The price of the benchmark 10-year Treasury note rose 7/32 point, or $2.19 per $1,000 in face value. Its yield, which moves in the opposite direction, fell to 5.20 percent compared with 5.23 percent late Wednesday.

The 30-year bond rose 13/32 to yield 5.70 percent, down from 5.73 percent a day earlier, according to Moneyline Telerate.

The Dow Jones industrial average closed down 15 points at 10,205 and the Nasdaq composite index fell 8 points to 1,802.

Short-term issues like the benchmark 2-year note rose 3/32 point. Its yield fell to 3.31 from Wednesday’s 3.36 percent.

Intermediate maturities rose between 3/32 point and 5/32 point.

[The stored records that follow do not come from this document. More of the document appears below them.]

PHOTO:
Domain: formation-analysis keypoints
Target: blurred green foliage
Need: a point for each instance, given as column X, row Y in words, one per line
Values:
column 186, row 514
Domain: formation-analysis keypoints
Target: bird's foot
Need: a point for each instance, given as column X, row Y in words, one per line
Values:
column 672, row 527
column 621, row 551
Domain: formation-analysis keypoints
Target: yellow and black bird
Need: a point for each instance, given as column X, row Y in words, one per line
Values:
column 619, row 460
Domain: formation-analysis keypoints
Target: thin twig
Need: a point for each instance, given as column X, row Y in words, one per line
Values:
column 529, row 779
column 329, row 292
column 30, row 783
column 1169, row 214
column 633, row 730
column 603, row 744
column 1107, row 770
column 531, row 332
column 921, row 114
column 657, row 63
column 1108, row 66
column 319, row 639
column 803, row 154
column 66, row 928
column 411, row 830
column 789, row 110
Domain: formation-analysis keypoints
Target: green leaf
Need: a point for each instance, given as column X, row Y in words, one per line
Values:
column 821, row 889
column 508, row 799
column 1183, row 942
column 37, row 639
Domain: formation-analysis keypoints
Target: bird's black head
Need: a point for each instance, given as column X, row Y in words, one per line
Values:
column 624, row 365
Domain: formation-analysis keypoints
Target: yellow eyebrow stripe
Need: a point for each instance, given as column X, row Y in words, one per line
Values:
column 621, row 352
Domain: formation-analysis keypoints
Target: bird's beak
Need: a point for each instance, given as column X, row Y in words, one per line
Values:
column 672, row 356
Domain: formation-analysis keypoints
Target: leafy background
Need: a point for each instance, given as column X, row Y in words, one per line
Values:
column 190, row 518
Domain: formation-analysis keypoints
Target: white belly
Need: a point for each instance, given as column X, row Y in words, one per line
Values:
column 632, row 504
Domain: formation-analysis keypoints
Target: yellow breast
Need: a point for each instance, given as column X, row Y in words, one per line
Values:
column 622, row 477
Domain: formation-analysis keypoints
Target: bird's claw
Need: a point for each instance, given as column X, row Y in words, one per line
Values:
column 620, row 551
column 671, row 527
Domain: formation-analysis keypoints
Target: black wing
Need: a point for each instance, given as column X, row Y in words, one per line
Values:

Yields on one-month Treasury bills were unchanged at 1.68 percent, with the discount also unchanged at 1.66 percent. Yields on three-month Treasury bills were unchanged at 1.70 percent as the discount remained at 1.68 percent. Six-month yields were 1.88 percent, as the discount fell 0.01 percentage point to 1.85 percent.

Yields are the interest bonds pay by maturity, while the discount is the interest at which they are sold.

The federal funds rate, the interest on overnight loans between banks, rose to 1.75 percent, compared with 1.69 percent the day before.

In the tax-exempt market, the Bond Buyer index of 40 actively traded municipal bonds fell 1/32 to 103 7/32. The average yield to maturity was unchanged at 5.35 percent.